With the recent outbreak of COVID-19, a common consideration is being raised by businesses: to what extent does a force majeure clause entitle a party to cancel a contract or be excused from the performance of a contract?
‘Force majeure’ is not a term of art in English law. Accordingly, the bearing it has on contracts governed by the law of England and Wales depends upon a number of factors. McCardie J in Lebeaupin v Richard Crispin and Company  2 K.B. 714 said:
“… a “force majeure” clause should be construed in each case with a close attention to the words which precede or follow it, and with a due regard to the nature and general terms of the contract. The effect of the clause may vary with each instrument”.
A litigator faced with a force majeure scenario ought to bear in mind certain key points.
Who has the burden of proof?
It is for a party relying upon a force majeure clause to prove the facts bringing the case within the clause.
What must be proved?
Subject to the particular wording of the clause and the facts of each case, it is generally required to prove the following elements:
- The occurrence of an ‘event’ referred to in the clause.
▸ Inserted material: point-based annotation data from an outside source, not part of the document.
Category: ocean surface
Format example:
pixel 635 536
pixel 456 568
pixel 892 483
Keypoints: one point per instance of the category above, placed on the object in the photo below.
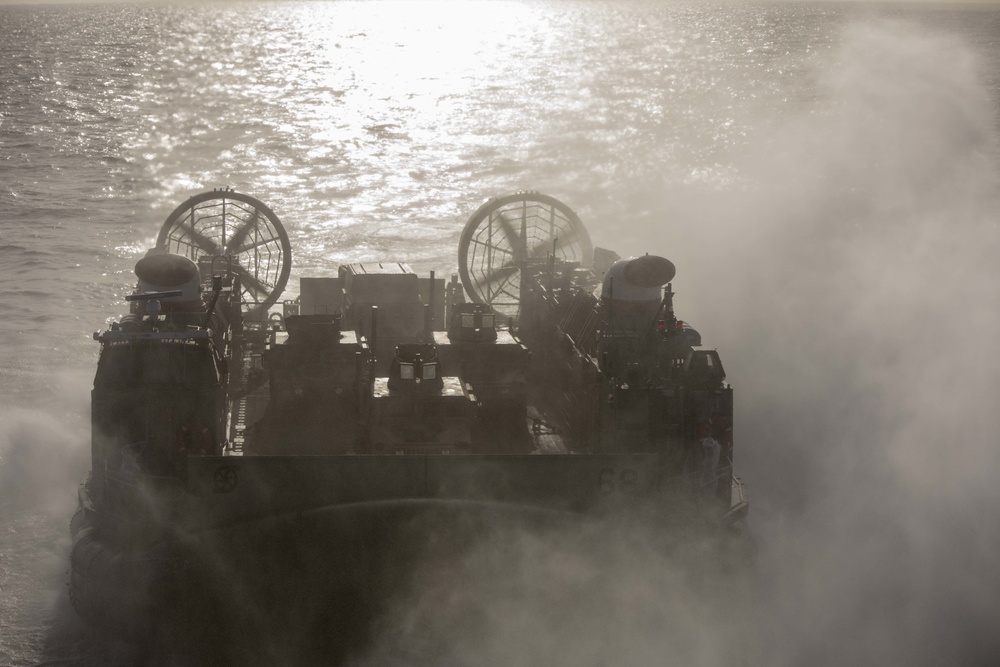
pixel 825 177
- That the party’s performance of the contract has been ‘prevented’, ‘hindered’ ‘delayed’ (as the case may be depending upon the wording of the clause) as a result of the event.
- That the party’s non-performance was due to circumstances beyond his or her control.
- That there were no reasonable steps he or she could have taken to avoid or mitigate the event or its consequences.
It is common for force majeure clauses to either set out a list of force majeure events and follow the list with general sweep-up language (i.e. “or any other causes beyond our control”) to avoid the list being treated as exhaustive.
It will be a matter of interpretation whether the outbreak of COVID-19 constitutes an ‘event’ within the meaning of the force majeure clause. An analysis of the natural and ordinary meaning of the words used ought to be undertaken.
In the context of COVID-19, the primary consideration will be to consider whether the word ‘pandemic’ (or a synonymous word or description) is used. If not, consideration ought to be given as to whether COVID-19 falls within any general sweep-up language used in the clause.
The Impact on Performance
The next consideration will be whether the party invoking the protection of the clause has been “prevented”, “hindered” or “delayed” (or such other wording used in the clause) from performing contractual obligations. The exact wording in the clause ought to be checked.
In relation to the common words used, the courts have referred to the following meanings:
- Prevented: performance has become a physical or legal impossibility and not merely more difficult or unprofitable (see Dunavant Enterprises Incorporated v Olympia Spinning & Weaving Mills Ltd  EWHC 2028 (Comm))
- Hindered: to place a party in the position of being unable to deliver unless he dislocates his business and breaks his contracts (see Tennants (Lancashire),Limited v C. S. Wilson  A.C. 495).
- Delayed: The word delayed will generally be given its natural and ordinary meaning. However, the word delayed is not necessarily to be treated as equivalent to prevented (see Fairclough, Dodd & Jones Ltd. v J. H. Vantol Ltd.  1 W.L.R. 136.).
Further, bearing in mind the third and fourth elements set out above, it would be prudent for a party relying upon a force majeure clause to be in a position to evidence that their non-performance was due to circumstances beyond their control and that there were no reasonable steps that they could have taken to avoid or mitigate the event or its consequences.
Moreover, it is important for the contract to be reviewed in full to consider whether there are certain procedures to be followed or notices required to be given before reliance can be put on a clause. If so, such requirements may constitute condition precedents on which the availability of the protection afforded by the force majeure clause depends.
All in all, with COVID-19 causing significant disruption to businesses worldwide, there is merit in analysing contracts and in particular force majeure clauses at an early stage to assess how businesses may utilise their contractual rights and obligations to minimise the disruption to their interests.